Even more pie-in-the-sky? I’m trying to figure out a way to flee the United States. Talk about another layer to the impossible pipe dream, eh?

I am left with a growing sense of cynicism as exemplified by Trump and all of his cronies–that in order to be “successful” and have money, power, and influence, you have to behave like them.

I have a growing disquietude that I chose the “wrong” path in life by trying to be conscientious, ethical, and by having a love for nonhuman animals, nature, and for social justice as my core beliefs since I was very young.

I was, until recently, telling myself I was transitioning out of book publishing and editing (which I’ve been doing on the side since 2013) because even in leadership roles, the money just wasn’t there, and trying to break into the business side of nonprofits.

But now I don’t know how to forge a new pathway. I don’t know how to be any different other than an activist and an advocate, and, instead, transform myself into a person motivated by self-interest and greed and the bottom line.

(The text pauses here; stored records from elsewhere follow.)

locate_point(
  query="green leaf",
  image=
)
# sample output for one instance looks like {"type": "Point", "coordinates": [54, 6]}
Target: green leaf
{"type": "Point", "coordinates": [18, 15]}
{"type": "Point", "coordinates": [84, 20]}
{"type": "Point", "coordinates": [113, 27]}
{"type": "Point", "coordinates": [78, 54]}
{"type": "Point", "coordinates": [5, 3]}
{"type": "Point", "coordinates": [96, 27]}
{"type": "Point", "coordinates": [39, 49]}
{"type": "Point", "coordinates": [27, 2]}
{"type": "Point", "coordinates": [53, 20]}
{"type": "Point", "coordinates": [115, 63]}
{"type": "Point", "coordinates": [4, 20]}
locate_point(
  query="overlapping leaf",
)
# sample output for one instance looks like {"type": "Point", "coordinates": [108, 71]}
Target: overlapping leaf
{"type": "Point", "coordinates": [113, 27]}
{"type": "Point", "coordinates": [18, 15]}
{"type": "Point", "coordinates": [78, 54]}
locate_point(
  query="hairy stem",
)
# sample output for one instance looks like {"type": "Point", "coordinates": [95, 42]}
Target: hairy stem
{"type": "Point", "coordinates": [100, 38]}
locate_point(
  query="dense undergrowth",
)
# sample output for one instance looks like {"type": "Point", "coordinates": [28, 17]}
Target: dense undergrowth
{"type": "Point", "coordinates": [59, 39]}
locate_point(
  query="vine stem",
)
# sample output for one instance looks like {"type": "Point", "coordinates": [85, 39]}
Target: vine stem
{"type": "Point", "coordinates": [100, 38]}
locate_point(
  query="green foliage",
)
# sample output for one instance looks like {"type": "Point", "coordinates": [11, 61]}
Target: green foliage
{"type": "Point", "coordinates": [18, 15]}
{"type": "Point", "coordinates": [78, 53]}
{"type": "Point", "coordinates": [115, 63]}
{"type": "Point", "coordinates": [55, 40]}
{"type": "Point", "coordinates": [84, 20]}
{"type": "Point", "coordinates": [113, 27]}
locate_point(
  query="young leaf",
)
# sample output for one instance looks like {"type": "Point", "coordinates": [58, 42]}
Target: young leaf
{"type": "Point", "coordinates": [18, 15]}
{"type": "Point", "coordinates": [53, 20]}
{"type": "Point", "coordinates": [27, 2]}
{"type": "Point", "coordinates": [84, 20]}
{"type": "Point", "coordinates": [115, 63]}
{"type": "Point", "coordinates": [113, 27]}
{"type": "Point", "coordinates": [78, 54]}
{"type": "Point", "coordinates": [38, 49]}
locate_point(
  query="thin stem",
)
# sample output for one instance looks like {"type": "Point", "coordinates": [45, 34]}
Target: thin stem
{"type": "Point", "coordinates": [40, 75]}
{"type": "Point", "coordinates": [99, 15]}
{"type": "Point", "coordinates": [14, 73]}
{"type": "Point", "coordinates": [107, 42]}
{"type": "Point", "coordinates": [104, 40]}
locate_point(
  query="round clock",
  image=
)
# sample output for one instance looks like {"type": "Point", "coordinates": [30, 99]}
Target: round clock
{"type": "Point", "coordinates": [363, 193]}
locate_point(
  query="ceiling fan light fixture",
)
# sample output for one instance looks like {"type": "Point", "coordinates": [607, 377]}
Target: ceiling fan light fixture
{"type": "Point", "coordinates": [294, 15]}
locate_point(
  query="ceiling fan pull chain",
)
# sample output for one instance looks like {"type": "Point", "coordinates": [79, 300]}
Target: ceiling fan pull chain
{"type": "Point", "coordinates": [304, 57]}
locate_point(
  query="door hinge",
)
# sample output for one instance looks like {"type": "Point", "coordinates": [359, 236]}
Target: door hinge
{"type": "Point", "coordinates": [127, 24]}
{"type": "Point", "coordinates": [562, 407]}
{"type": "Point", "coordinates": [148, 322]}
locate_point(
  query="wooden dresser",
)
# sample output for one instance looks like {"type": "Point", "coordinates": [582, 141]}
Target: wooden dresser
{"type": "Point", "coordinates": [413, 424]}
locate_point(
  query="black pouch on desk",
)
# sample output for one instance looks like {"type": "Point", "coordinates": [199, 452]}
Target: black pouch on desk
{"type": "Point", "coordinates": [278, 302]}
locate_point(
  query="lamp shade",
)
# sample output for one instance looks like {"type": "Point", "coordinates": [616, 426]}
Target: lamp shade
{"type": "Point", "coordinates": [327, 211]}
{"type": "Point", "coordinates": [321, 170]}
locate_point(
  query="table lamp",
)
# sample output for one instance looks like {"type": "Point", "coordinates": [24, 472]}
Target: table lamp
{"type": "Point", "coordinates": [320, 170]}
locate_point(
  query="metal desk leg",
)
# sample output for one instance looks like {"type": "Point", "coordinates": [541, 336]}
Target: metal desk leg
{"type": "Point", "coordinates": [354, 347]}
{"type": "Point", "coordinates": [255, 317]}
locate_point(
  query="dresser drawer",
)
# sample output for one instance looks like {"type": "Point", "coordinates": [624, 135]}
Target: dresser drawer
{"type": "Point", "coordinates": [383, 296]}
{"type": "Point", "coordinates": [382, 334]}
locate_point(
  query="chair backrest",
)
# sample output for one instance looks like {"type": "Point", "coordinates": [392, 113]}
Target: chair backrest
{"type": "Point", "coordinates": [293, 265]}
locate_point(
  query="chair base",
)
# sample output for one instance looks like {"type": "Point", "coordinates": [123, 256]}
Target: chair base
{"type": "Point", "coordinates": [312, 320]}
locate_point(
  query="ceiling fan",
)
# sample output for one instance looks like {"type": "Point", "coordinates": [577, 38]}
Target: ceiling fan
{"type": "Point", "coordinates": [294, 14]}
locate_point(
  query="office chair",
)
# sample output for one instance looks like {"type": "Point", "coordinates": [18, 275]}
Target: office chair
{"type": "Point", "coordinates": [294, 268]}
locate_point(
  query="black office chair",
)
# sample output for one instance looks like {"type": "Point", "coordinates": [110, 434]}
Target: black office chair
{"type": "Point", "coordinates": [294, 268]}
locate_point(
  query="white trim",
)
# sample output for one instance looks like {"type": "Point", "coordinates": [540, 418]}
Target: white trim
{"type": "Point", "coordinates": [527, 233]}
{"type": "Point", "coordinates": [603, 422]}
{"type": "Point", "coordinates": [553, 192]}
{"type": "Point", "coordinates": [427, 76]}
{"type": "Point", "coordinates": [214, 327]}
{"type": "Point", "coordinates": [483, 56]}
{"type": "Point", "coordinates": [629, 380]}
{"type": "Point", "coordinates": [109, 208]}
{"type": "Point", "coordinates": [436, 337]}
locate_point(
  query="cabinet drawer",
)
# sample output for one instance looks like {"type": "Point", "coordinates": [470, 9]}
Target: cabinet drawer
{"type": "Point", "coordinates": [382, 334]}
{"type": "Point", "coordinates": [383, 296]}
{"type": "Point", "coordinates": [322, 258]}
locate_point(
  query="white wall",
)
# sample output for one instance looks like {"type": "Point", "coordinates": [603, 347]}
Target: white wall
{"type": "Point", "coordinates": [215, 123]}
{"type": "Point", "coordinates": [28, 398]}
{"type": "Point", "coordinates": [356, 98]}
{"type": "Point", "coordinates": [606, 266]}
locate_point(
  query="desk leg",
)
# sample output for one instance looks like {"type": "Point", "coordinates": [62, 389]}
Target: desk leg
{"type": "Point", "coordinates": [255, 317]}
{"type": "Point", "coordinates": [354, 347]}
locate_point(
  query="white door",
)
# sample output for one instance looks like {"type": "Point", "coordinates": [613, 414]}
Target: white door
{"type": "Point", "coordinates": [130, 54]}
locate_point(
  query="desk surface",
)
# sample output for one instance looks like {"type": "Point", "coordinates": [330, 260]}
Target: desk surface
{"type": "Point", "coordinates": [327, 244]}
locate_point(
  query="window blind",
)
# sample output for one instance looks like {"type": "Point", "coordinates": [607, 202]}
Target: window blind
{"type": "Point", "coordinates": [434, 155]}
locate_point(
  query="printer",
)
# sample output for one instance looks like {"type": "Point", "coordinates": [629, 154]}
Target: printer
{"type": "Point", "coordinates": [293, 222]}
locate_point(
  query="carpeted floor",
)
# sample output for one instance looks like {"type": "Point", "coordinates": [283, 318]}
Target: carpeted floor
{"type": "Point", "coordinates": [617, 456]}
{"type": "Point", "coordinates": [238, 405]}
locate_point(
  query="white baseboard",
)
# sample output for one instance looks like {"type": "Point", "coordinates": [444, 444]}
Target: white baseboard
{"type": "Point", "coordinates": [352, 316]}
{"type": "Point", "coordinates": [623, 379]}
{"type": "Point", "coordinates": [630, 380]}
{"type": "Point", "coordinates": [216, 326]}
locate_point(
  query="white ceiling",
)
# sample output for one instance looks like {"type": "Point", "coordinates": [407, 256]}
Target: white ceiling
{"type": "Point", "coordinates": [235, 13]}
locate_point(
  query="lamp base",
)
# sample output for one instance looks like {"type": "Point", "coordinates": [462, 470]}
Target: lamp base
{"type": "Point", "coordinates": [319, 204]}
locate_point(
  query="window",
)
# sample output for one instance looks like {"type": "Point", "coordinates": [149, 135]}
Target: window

I feel like I have been a fool.

In the words of George Carlin: “Inside every cynical person, there is a disappointed idealist.”

One response to “Mistakes Were Made (By Me)…”

  1. Courtney Mroch Avatar

    Um, I don’t even know what to say. I feel like such a dolt because here I was asking you how things were going, thinking you were pursuing the one degree. I didn’t understand what had happened and I hope my inquiries didn’t cause you additional pain! It does explain why you often sounded less than enthused though. That mystery’s solved. But ugh. I am so very sorry!

    I have been there myself. I think we all have, where we ignored our inner voice trusting something else that ultimately backfired. Holy crap. I was especially shocked they’d let you enter a program where you’d have to do a full-on academic scientific research paper.

    Oh, Kirsten, my heart just goes out to you on so many levels. You have NOT been a fool, though! Idealistic, maybe, but you are NO ONE’S fool! Just know that.

    There has to be an upside to this. Or some way they can rectify it. Have you talked with them about all of this?